ホンダは9月26日、F1メキシコシティGP(10月26日)において、同社のF1初勝利マシン「RA272」によるデモランを実施し、そのステアリングをレッドブルの角田裕毅が握ると発表した。1965年、リッチー・ギンサーがメキシコで日本メーカーとして初のF1勝利を挙げてから60年——記念すべき節目に、伝説のV12が同じアウトドローモ・エルマノス・ロドリゲスで再び咆哮を轟かせる計画だ。

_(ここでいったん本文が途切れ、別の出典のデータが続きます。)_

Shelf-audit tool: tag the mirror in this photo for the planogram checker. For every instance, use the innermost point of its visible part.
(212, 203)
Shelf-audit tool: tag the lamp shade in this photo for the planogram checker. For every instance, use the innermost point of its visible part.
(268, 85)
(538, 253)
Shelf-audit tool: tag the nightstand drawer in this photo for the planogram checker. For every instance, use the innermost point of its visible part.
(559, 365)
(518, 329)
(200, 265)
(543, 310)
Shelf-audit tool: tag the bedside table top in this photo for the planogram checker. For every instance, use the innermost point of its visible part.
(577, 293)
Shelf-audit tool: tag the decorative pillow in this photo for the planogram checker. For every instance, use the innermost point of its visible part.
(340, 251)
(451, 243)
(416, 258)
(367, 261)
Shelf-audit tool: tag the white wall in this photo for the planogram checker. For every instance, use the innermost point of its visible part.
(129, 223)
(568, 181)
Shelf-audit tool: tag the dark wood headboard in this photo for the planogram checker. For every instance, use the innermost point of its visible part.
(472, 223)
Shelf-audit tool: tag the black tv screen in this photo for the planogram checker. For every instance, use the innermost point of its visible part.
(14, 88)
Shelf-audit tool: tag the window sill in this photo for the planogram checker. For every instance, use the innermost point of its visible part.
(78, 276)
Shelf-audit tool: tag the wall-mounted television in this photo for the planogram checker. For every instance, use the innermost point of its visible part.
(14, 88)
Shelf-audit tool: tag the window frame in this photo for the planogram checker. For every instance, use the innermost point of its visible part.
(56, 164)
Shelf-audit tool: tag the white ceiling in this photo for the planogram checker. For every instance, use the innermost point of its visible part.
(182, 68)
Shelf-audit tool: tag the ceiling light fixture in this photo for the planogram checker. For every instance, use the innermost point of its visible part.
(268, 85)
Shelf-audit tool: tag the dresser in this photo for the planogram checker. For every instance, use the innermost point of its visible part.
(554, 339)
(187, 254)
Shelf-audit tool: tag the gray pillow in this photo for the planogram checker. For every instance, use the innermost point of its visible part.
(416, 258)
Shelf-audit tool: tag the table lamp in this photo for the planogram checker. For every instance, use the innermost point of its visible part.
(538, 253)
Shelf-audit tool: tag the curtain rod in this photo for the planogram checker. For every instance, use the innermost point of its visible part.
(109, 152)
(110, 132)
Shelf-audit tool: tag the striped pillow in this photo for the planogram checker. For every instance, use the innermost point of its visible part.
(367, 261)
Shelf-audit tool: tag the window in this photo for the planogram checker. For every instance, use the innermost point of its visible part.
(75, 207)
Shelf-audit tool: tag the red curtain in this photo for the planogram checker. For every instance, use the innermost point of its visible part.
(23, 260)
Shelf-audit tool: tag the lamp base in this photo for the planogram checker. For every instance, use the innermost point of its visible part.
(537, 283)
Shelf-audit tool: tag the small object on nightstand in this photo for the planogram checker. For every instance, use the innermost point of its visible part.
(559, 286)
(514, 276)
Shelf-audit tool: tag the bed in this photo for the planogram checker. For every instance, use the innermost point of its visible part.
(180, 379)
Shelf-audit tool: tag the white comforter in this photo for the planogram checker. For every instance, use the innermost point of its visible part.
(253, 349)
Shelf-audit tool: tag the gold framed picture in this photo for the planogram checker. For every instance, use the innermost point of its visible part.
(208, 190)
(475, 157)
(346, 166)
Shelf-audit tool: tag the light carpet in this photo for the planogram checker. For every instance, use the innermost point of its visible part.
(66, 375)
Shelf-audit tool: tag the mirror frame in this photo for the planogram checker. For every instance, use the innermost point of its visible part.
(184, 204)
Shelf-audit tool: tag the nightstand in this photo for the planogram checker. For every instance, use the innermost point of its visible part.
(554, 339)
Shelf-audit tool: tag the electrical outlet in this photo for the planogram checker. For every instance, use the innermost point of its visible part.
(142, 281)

RA272はホンダがフルコンストラクターとしてF1参戦2年目に投入した1.5リッターV12搭載車で、白地に日の丸を載せた“日本の象徴”として知られる。今回のショーランに向け、栃木のホンダ・コレクションホールに収蔵されている個体にHRC(ホンダ・レーシング)エンジニアが特別整備を実施。角田はホンダを代表する現役F1ドライバーとして、その歴史的マシンをドライブする。
角田は今回の機会について、次のように語っている。
僕にとって、ホンダがF1で初勝利を挙げた特別な場所でRA272をドライブできることは名誉だ。60年前に日本のモータースポーツの歴史を切り拓いたマシンを同じコースで走らせるのは、特別で胸が熱くなる体験だ。ホンダの“挑戦の歴史”を胸に、夢と情熱をファンに届けられる走りをしたい。
この発表は欧米メディアでも大きく報じられている。米Road & Trackは「現役F1ドライバーが本物のビンテージF1をレース週末の舞台で操る稀有な機会」と位置づけ、RA272の歴史的価値と象徴性を改めて紹介している。